As the ramifications of the massive college admissions scam continue to unfold, it’s becoming apparent that the fallout is far-reaching. In addition to the headline-making career consequences for those involved, the backlash is taking a personal toll as well. According to ET, a source reportedly revealed that Felicity Huffman and William H. Macy’s marriage is suffering due to the scandal.
The couple, who began dating in the early ‘80s and married in 1997, is often referred to as one of Hollywood’s strongest. However, for all the storms a marriage can weather, it’s doubtful that Huffman and Macy saw this one coming. Huffman was charged in shocking college admission scam earlier this month for allegedly shelling out $15,000 so that the couple’s 18-year-old daughter, Sofia, could cheat on the SAT. “The situation has been very trying on Felicity and William’s marriage,” the anonymous source claimed to ET. “They love each other but they’ve been arguing a lot.”
The source allegedly went on to say, “Felicity and William have an incredibly strong marriage but this situation has put a tremendous amount of pressure on them. Their close friends were stunned by the news because they’ve always seemed like honest, good people, people who would never lie and cheat to get what they wanted. They almost seemed to pride themselves on their honesty.”
— etechlooks (@etechlooks) March 15, 2019
While statements from unknown sources should always be taken with a grain of salt, the reported remarks bring up an interesting point. So far, the media coverage of the college admissions cheating ring seems to have hit Huffman and Hallmark star Lori Loughlin the hardest as the women have been name-dropped in practically every headline involving the scandal. The actresses could be at the forefront because they’ve been named by the FBI as having hard evidence against. However, they’re being hammered with blame while their husbands remain relatively unscathed, this even though Loughlin’s husband, Mossimo Giannulli, was also charged.

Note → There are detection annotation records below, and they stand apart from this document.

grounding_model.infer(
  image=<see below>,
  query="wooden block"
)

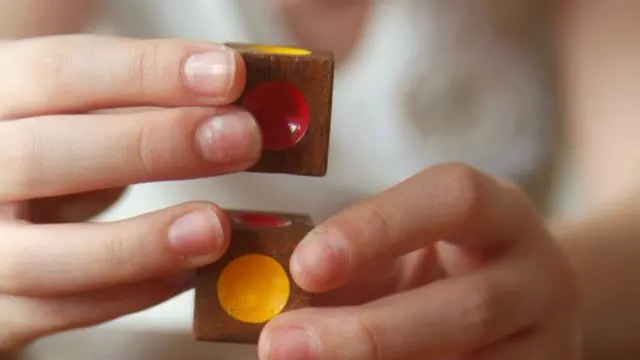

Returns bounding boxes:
[194,210,313,344]
[227,43,335,176]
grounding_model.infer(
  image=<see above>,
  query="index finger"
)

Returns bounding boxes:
[291,164,533,292]
[0,35,245,119]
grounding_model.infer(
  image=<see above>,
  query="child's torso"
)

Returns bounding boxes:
[86,0,555,344]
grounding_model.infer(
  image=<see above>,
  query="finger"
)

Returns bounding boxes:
[28,187,126,224]
[0,108,261,201]
[0,273,191,349]
[463,311,583,360]
[0,202,29,221]
[312,248,444,306]
[291,164,532,292]
[0,204,229,296]
[0,35,245,119]
[260,248,566,360]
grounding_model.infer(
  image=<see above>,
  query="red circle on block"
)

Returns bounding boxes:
[234,213,291,227]
[242,81,310,151]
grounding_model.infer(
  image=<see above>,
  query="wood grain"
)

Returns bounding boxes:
[226,43,335,176]
[193,210,313,344]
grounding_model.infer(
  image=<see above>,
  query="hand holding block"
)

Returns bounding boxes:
[226,43,334,176]
[194,211,313,344]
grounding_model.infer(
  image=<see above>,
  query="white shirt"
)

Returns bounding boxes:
[22,0,554,360]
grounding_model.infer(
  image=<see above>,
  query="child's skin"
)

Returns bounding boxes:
[0,0,640,360]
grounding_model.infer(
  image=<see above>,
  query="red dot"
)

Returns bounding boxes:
[242,81,310,151]
[233,213,291,227]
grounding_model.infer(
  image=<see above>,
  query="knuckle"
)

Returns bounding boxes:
[343,316,385,360]
[362,203,399,245]
[133,118,154,176]
[128,40,184,94]
[0,242,33,295]
[128,41,160,93]
[102,231,134,275]
[437,164,485,223]
[461,283,507,342]
[18,40,74,104]
[0,120,44,200]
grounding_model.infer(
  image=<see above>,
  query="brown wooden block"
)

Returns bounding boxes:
[227,43,334,176]
[193,210,313,344]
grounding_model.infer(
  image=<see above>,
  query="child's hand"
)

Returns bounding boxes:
[0,36,261,351]
[260,165,580,360]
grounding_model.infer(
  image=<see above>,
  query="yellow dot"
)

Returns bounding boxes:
[249,45,311,56]
[218,254,291,324]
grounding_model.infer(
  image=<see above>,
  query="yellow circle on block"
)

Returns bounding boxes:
[218,254,291,324]
[249,45,311,56]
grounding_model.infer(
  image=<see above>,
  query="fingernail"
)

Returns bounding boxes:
[164,271,198,287]
[291,230,349,288]
[169,210,224,266]
[197,111,262,164]
[260,328,315,360]
[184,46,236,97]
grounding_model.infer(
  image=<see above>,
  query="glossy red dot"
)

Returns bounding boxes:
[233,213,291,227]
[242,81,310,151]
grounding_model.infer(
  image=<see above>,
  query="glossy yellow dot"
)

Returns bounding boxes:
[218,254,291,324]
[249,45,311,56]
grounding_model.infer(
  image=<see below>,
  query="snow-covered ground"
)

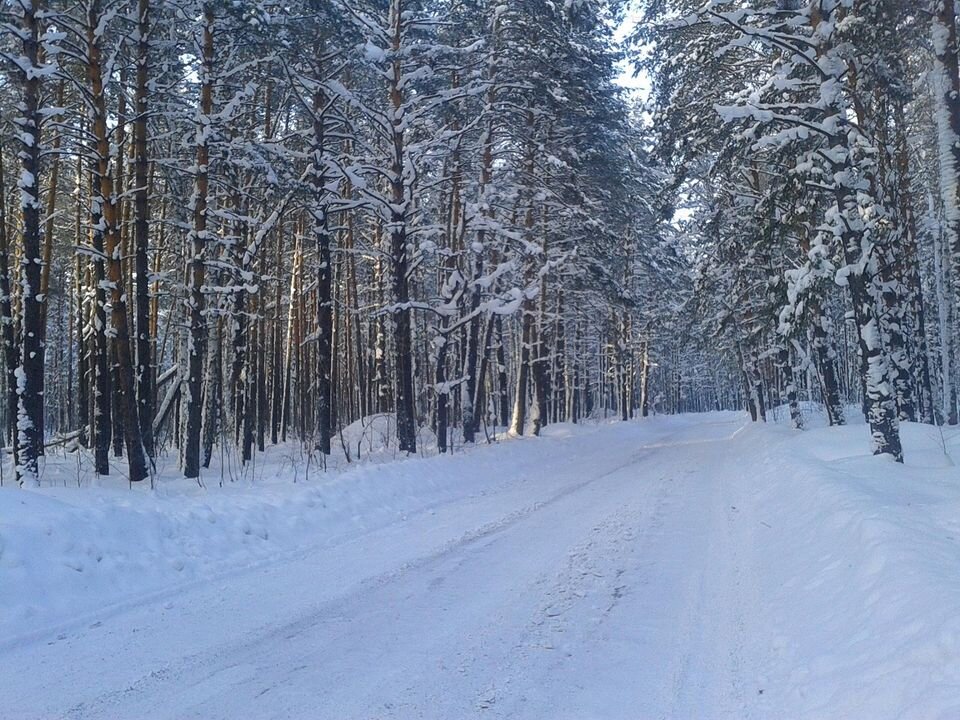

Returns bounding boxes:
[0,413,960,720]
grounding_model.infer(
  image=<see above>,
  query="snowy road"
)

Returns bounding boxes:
[28,416,956,720]
[3,421,772,720]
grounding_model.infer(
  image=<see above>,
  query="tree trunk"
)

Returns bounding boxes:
[183,3,214,478]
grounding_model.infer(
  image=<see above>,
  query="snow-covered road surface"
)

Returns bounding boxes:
[0,415,960,720]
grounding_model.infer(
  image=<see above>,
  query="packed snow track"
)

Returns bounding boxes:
[0,414,960,720]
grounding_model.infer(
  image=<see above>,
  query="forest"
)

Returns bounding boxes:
[9,0,960,720]
[0,0,960,484]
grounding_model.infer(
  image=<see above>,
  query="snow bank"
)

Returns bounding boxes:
[0,416,652,645]
[741,420,960,720]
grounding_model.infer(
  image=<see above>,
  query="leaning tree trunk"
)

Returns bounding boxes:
[14,0,46,485]
[183,3,214,478]
[390,0,417,453]
[87,0,148,482]
[0,145,20,450]
[133,0,156,458]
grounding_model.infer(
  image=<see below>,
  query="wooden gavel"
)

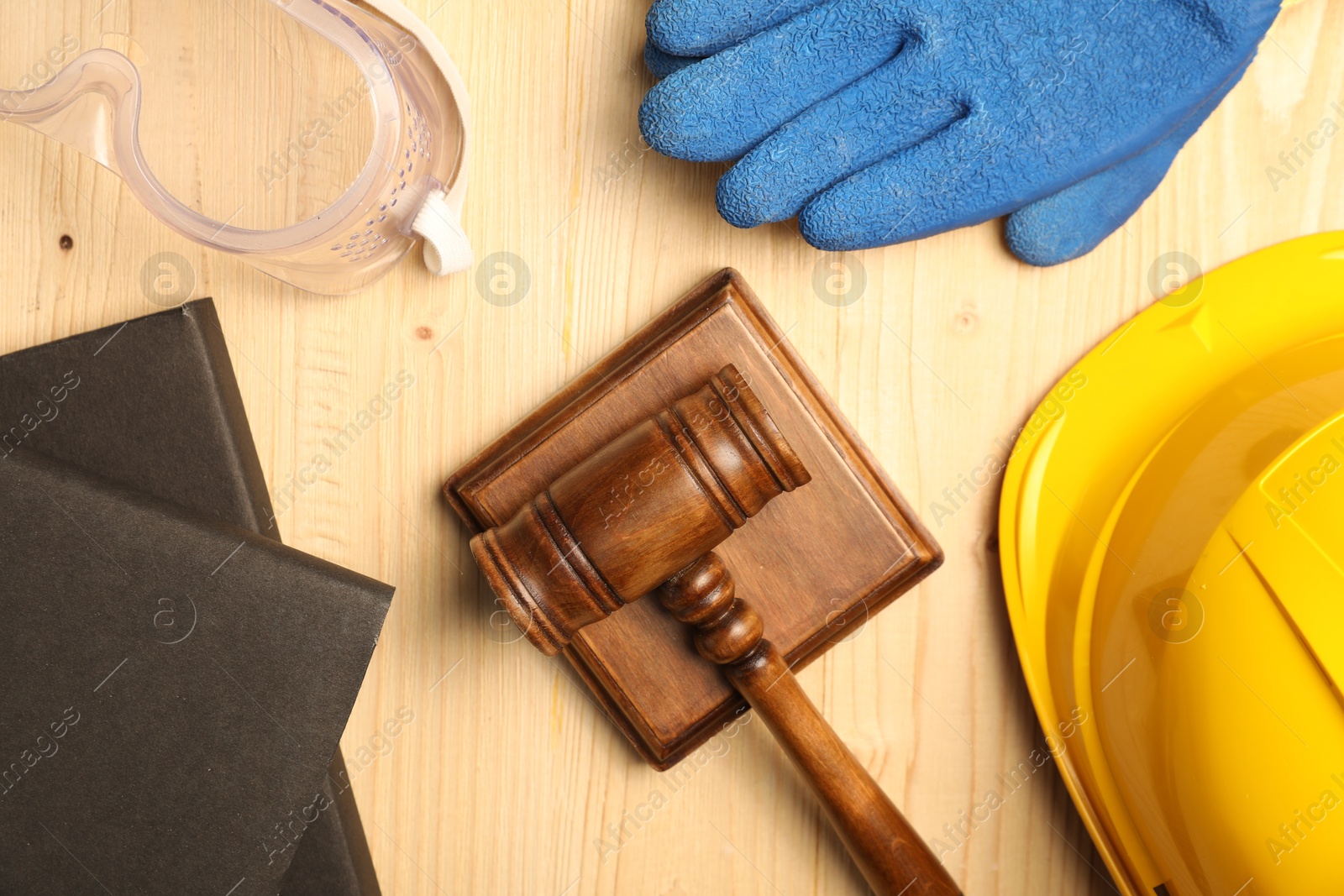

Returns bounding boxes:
[472,364,959,896]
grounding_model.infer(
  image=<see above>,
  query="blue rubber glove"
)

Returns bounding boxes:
[640,0,1279,264]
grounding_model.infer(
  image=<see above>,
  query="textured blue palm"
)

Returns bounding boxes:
[640,0,1278,265]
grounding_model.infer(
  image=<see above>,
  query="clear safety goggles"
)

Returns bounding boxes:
[0,0,472,294]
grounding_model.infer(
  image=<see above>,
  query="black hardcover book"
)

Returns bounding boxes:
[0,448,392,896]
[0,298,381,896]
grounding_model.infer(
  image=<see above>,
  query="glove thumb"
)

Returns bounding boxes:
[1005,60,1248,267]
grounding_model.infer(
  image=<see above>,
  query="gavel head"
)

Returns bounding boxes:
[472,364,811,656]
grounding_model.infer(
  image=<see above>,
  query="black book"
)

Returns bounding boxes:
[0,300,390,896]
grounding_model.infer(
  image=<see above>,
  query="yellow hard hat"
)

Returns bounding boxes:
[999,233,1344,896]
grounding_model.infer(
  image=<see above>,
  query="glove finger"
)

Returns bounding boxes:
[798,116,1023,251]
[640,3,906,161]
[643,0,822,56]
[1004,57,1246,267]
[643,43,701,81]
[717,54,965,227]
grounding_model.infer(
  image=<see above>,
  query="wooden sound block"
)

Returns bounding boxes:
[444,269,942,770]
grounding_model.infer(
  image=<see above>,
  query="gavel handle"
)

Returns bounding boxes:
[660,552,961,896]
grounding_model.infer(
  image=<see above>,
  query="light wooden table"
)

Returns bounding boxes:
[0,0,1344,896]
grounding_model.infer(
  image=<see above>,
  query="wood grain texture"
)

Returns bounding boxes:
[445,276,941,770]
[0,0,1344,896]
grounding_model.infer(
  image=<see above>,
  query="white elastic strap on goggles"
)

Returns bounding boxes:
[363,0,475,277]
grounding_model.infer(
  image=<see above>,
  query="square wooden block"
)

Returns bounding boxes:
[444,269,942,770]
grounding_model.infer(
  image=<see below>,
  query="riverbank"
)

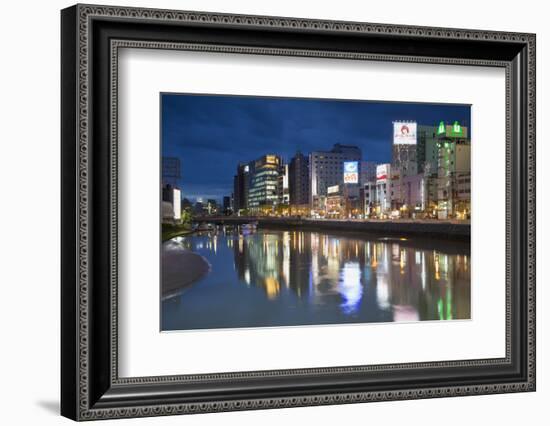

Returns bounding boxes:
[162,242,210,297]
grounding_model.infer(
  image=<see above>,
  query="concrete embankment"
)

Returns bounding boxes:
[162,241,210,297]
[258,218,470,240]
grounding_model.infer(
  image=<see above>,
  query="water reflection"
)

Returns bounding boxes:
[162,227,470,330]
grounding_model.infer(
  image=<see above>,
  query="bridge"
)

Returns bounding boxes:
[193,216,470,240]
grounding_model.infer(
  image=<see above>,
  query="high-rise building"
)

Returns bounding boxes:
[416,126,439,176]
[161,157,181,222]
[233,164,250,215]
[375,164,391,214]
[436,121,471,219]
[162,157,181,188]
[309,143,361,211]
[359,161,376,186]
[288,151,309,206]
[222,195,231,215]
[247,154,283,214]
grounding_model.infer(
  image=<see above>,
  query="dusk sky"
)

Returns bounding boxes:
[161,94,470,201]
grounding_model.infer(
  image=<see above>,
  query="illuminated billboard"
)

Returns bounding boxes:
[327,185,340,194]
[172,188,181,220]
[344,161,359,183]
[376,164,390,180]
[393,121,416,145]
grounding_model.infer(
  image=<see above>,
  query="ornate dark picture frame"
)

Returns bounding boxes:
[61,5,535,420]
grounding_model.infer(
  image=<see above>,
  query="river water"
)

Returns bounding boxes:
[161,227,470,331]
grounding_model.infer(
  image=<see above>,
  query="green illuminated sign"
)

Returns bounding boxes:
[453,121,462,133]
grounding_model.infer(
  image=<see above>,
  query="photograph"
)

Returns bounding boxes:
[159,93,475,331]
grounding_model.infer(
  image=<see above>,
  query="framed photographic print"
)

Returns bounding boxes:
[61,5,535,420]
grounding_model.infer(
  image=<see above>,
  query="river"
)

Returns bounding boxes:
[161,226,470,331]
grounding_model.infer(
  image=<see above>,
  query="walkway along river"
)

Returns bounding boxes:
[161,226,470,330]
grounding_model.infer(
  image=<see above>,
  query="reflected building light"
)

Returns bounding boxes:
[338,262,363,314]
[446,285,453,320]
[393,305,420,322]
[265,277,279,300]
[376,274,390,309]
[420,252,427,290]
[312,253,320,288]
[391,244,399,259]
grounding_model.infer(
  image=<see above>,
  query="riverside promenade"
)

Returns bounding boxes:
[193,216,470,240]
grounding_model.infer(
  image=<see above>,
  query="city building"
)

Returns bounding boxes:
[375,163,392,216]
[325,185,345,219]
[247,154,283,215]
[222,195,232,215]
[360,181,376,219]
[288,151,310,211]
[161,157,181,223]
[436,121,471,219]
[233,164,250,215]
[162,184,181,223]
[416,125,439,176]
[277,164,290,216]
[309,143,361,216]
[359,161,376,186]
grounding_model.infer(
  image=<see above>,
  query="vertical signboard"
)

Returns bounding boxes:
[393,121,416,145]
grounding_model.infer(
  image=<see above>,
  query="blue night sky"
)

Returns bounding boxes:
[161,93,470,201]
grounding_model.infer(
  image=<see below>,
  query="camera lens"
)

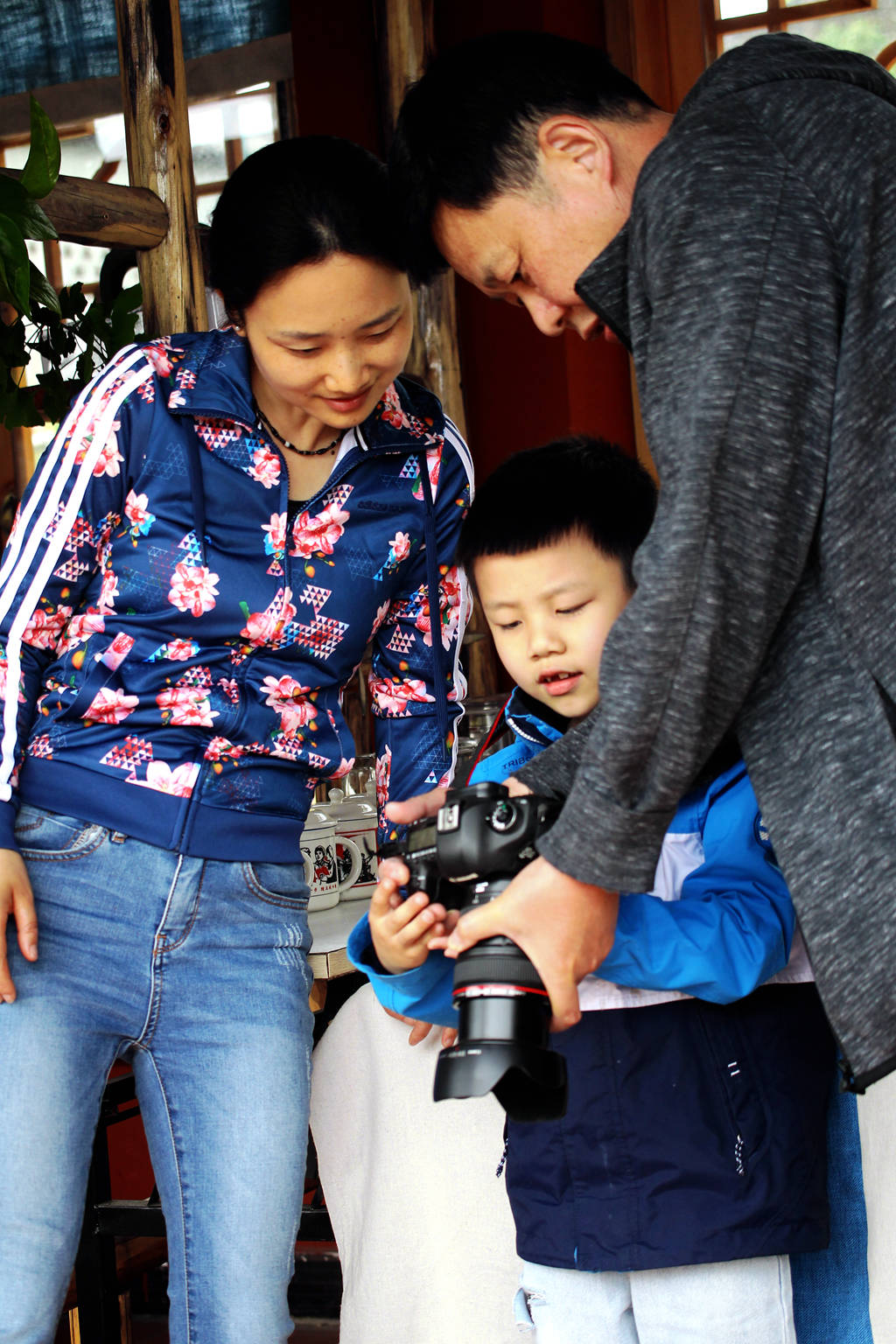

ET’s source reportedly touched on the fact that Huffman and Macy struck people as honest and good. The same could be said for Huffman and Loughlin. The public had a certain perception of the women as wholesome and trust-worthy, and therefore it felt like a betrayal to find out who we thought they were doesn’t align with their actions. It was like confirmation bias in reverse. It’s interesting to note, though, that the women are seemingly being held to a higher standard than the men. This feeds into the unfortunate narrative that character flaws are just part of being male (“boys will be boys”) and therefore more readily forgiven, while women are expected to maintain an unattainable level of perfection.